Human Subjects Review (HSR)

CONDUCTING RESEARCH AT REGENT UNIVERSITY

There are many opportunities to conduct research as a student, staff member, or faculty member at Regent University. Research can occur at the undergraduate level through research papers, theses, essays, projects, etc. and similarly at the graduate level, but with one unique addition: doctoral dissertations and projects. While all research is important and can significantly benefit the student, faculty member, the university, and the academic community at large, not all research is subject to the same academic standards and oversight. Research involving human subjects requires more oversight than research that does not. By “human subject” we mean a living individual about whom an investigator (whether professional or student) conducting research obtains (1) data through intervention or interaction with the individual (e.g., surveys or interviews), or (2) identifiable private information.

The purpose of this website is to help you determine if your research requires evaluation by the Human Subjects Review (HSR) process. The HSR process is primarily relevant to two specific types of research: (1) dissertations, and (2) academic publications or presentations. The role of the HSR process is to ensure that all research projects protect the worth, dignity, rights, health, welfare, and privacy of all persons who choose to be willing participants in research involving human subjects in a loving manner. Regent University is committed to ethical, sensitive, and responsible conduct in the research of human subjects. Researchers must respect personal dignity and autonomy, secure voluntary consent from fully informed subjects, and protect persons by minimizing potential risks or harm of subjects. Depending on the type of research and the way it is funded, the research involving human subjects may require compliance with federal (45 CFR 46) and/or state (Virginia Code 32.1-162.16) regulations.

The resources on this website will help you determine if your research requires submission of an HSR application to be reviewed by an HSR representative in your school.
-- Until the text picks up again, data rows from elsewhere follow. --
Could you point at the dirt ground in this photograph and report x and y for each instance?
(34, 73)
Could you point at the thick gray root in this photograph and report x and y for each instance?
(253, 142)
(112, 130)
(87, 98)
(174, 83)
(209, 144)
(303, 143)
In particular, the HSR Decision Tool takes you step-by-step through the process, allowing you to determine if your research requires review. Please read the Process Overview and then navigate through the HSR Decision Tool to determine if your research requires review.

NON-HSR RESEARCH

Research projects that are (1) part of normal, typical coursework, and (2) not intended for dissemination (e.g., publication) are generally not required to undergo human subjects review even if human subjects are involved. Additionally, surveys or other data collection efforts for the purpose of program or institutional improvement (e.g., Student Evaluations of Teaching) and are not intended for dissemination are generally not required to undergo review. Regardless, research must follow ethical guidelines for the protection of human subjects. To that end, all researchers employing human subjects must complete the CITI (Collaborative Institutional Training Initiative; see Training). This training and other guidelines (see Forms & Resources) include information on the development of appropriate introductory letters and utilization of other informed consent language. Human subjects data collected in non-HSR research may not be used in future publications or presentations. There will be no ex post facto approval of such activities to legitimize turning these studies into approved human research.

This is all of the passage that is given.